His second major contribution was to reawaken interest in the cell cycle. The 1971 book The Biology of the Cell Cycle had major impact on researchers of the time. He critically reviewed the cell cycle field putting great emphasis on experimental data. Two concepts were particularly important. The first was the distinction he made between the DNA-division cycle, made up of S-phase mitosis and cell division, and the growth cycle, consisting of increases in other cellular components. He argued that progression through the DNA-division cycle in growing cells was dependent on cell growth. This concept had a significant role in developing rate-limiting cell cycle control models. The second concept was that the events of the DNA-division cycle were causally dependent, an early forerunner of checkpoint controls, and that the timing of these events could be determined either by causal dependencies or by master timing mechanisms. Again this had considerable influence on later developments in the field of cell cycle control.

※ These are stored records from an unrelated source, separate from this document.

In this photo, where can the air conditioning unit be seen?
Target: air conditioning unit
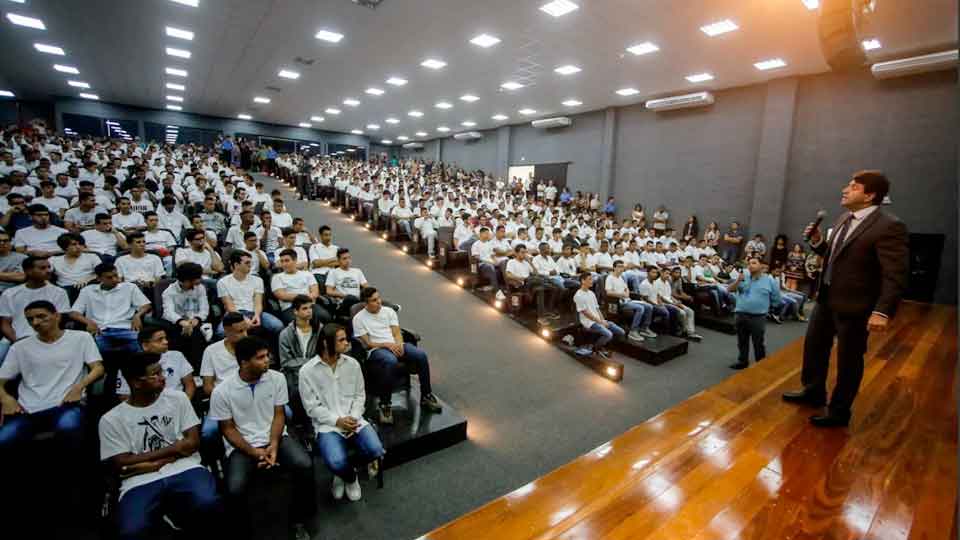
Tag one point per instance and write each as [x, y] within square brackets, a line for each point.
[547, 123]
[912, 66]
[686, 101]
[468, 136]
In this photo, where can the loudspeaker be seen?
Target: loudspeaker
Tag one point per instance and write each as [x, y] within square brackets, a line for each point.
[837, 28]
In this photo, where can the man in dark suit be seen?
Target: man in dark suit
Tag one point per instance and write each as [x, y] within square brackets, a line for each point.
[863, 277]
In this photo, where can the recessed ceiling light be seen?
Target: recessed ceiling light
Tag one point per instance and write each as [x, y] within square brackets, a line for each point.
[485, 40]
[719, 27]
[179, 53]
[329, 36]
[49, 49]
[642, 48]
[559, 8]
[29, 22]
[568, 70]
[179, 33]
[433, 63]
[699, 77]
[773, 63]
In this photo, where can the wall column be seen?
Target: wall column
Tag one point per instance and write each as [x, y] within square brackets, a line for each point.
[773, 155]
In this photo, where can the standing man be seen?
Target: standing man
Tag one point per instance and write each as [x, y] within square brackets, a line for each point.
[755, 292]
[861, 283]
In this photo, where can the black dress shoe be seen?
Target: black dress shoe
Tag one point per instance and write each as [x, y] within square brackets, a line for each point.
[804, 398]
[830, 420]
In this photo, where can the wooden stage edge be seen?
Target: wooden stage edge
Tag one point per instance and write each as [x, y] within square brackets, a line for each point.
[734, 461]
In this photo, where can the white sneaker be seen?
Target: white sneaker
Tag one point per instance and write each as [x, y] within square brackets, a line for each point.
[337, 488]
[353, 490]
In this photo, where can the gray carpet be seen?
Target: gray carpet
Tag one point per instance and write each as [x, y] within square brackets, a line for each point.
[530, 407]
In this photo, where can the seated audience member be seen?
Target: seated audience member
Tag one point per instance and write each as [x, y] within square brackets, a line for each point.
[186, 308]
[112, 311]
[286, 285]
[39, 239]
[151, 440]
[242, 292]
[616, 289]
[379, 330]
[521, 274]
[591, 318]
[36, 286]
[249, 407]
[332, 389]
[55, 367]
[176, 370]
[139, 267]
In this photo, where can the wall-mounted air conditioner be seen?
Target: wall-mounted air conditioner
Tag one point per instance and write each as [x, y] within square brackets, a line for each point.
[915, 65]
[468, 136]
[686, 101]
[547, 123]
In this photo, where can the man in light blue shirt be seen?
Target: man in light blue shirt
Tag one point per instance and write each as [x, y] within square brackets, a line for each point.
[755, 292]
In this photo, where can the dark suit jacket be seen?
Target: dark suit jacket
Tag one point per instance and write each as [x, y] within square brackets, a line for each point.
[871, 268]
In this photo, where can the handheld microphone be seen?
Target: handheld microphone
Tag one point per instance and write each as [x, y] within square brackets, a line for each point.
[816, 224]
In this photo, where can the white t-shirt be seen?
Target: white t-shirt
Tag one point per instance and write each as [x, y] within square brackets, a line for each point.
[586, 301]
[175, 368]
[376, 325]
[138, 430]
[346, 281]
[241, 292]
[251, 406]
[297, 283]
[48, 370]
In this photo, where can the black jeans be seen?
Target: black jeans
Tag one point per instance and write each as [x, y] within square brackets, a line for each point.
[751, 328]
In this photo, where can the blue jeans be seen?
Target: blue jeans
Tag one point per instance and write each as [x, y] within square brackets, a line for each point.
[191, 497]
[66, 421]
[383, 367]
[606, 334]
[333, 449]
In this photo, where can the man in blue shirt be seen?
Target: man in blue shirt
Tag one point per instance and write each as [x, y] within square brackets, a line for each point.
[755, 292]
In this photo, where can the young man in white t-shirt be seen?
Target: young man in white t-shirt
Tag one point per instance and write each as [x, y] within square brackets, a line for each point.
[249, 407]
[151, 439]
[379, 330]
[591, 317]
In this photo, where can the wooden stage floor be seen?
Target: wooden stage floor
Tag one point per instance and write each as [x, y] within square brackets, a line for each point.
[735, 462]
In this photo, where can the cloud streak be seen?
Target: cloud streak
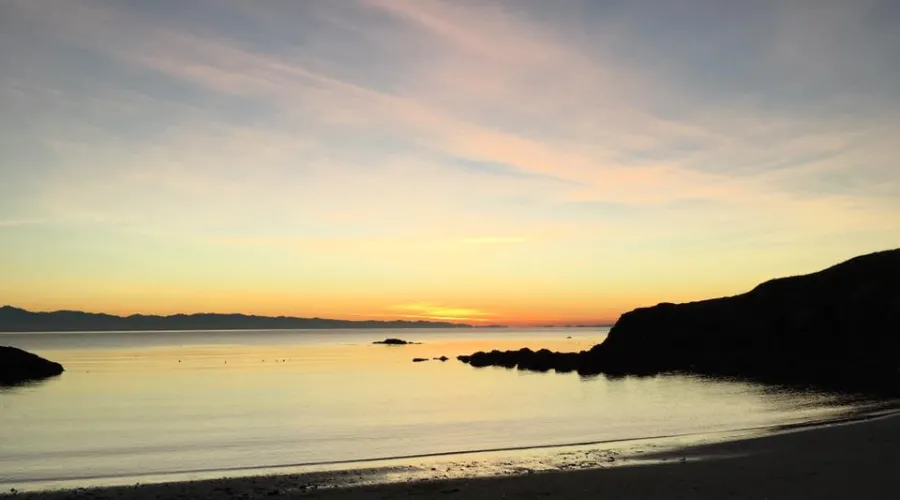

The Biology of the Cell Cycle certainly influenced me and I decided to join his laboratory after my PhD. My first meeting with him was one snowy winter's day in the Zoology Department at Edinburgh. I was a 3rd year PhD student working in a small new university and had published nothing, but he agreed to my request to see him and spent the entire day talking to me about what I might do in his laboratory. What followed was a highly stimulating 7 years under his tutelage. Peter Fantes and Kim Nasmyth came to Edinburgh in the next 2 years and together we began combining genetics and cell biology to better understand the cell cycle and its control. Murdoch was crucial for this. Every couple of days he would pull me into his office, and puffing endlessly on his pipe, discuss the latest experiments and what he was thinking about. These discussions, although they could go on for hours, circling topics, departing on tangents, and becoming blocked in cul-de-sacs, were frequently stimulating, often provocative, and always driven by his passion of wanting to know answers just because he wanted to know, rather than in pursuit of publishing papers. He would always return to the biology, arguing that without good biology the molecular mechanisms were of limited value. Then there was his generosity. He did not put his name on any of the papers I published during those 7 years because he judged he had not been sufficiently involved in the work despite the many hours he had spent discussing what I had done.

Murdoch was responsible for me starting to work on the cell cycle and remained in close contact after I left his laboratory. I met him for the last time with Peter Fantes a few months ago and his enthusiasm for discussion was unabated. Murdoch showed us the way and he will be much missed.